By Lauren Flynn Kelly

In recent years, Humana Inc. has piloted loneliness interventions as part of its “Bold Goal” initiative. And two population health executives from the company tell AIS Health that addressing senior loneliness isn’t as simple as offering a one-size-fits-all benefit and that it takes time to first study and understand the impact and prevalence of loneliness in your own membership before developing strategies that will work for different people.

Conducting its own research in partnership with the Robert Wood Johnson Foundation, Humana found that social isolation and loneliness ranked as the No. 1 most impactful social determinant of health as it relates to Healthy Days, a metric developed by the U.S. Centers for Disease Control and Prevention that Humana uses to track and measure population health.

According to Caraline Coats, vice president for Bold Goal and population health strategy with Humana, the insurer built a predictive model to determine where members are most lonely or severely lonely, where to deploy pilots in the most impactful way, and how to segment and target interventions at different groups.
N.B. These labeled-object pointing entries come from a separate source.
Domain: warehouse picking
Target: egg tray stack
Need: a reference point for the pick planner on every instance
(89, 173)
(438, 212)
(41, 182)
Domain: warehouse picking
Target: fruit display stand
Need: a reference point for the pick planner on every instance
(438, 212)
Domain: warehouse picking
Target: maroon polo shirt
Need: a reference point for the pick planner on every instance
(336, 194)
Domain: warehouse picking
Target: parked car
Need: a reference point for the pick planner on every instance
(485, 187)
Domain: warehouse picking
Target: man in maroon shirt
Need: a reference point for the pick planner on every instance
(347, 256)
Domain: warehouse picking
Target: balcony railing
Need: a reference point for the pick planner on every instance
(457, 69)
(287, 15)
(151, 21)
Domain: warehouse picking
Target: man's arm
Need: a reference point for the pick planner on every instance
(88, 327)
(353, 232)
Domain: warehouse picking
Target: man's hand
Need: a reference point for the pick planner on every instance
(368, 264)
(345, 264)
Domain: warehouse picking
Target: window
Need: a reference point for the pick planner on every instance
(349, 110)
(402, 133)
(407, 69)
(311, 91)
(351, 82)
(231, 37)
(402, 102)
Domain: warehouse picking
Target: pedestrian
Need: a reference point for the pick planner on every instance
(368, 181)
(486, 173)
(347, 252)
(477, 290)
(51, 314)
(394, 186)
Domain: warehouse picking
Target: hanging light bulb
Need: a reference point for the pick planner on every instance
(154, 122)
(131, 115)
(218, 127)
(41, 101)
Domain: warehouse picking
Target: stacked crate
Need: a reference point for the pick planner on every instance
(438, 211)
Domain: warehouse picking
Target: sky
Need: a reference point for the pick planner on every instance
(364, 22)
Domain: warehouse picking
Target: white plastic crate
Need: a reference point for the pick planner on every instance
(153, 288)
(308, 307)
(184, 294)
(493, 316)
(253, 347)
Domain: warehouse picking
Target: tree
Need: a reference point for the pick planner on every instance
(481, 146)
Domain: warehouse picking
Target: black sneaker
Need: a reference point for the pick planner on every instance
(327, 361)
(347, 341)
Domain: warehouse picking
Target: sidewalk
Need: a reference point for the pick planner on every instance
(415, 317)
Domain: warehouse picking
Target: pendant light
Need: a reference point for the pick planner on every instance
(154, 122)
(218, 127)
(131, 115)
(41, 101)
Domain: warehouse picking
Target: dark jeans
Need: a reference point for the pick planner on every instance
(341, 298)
Andrew Renda, M.D., corporate strategy director with Humana’s population health segment, says the insurer is encouraged by the early results of those interventions and as it evaluates how to expand them further or create others, has approached it in two ways:

(1) Looking for stand-alone interventions that it can pilot and scale up.

(2) Looking for ways to integrate loneliness strategies within its current clinical operating model.

Humana has also created public-facing tools to help educate patients and make it easier for physicians to implement loneliness screenings in their practices.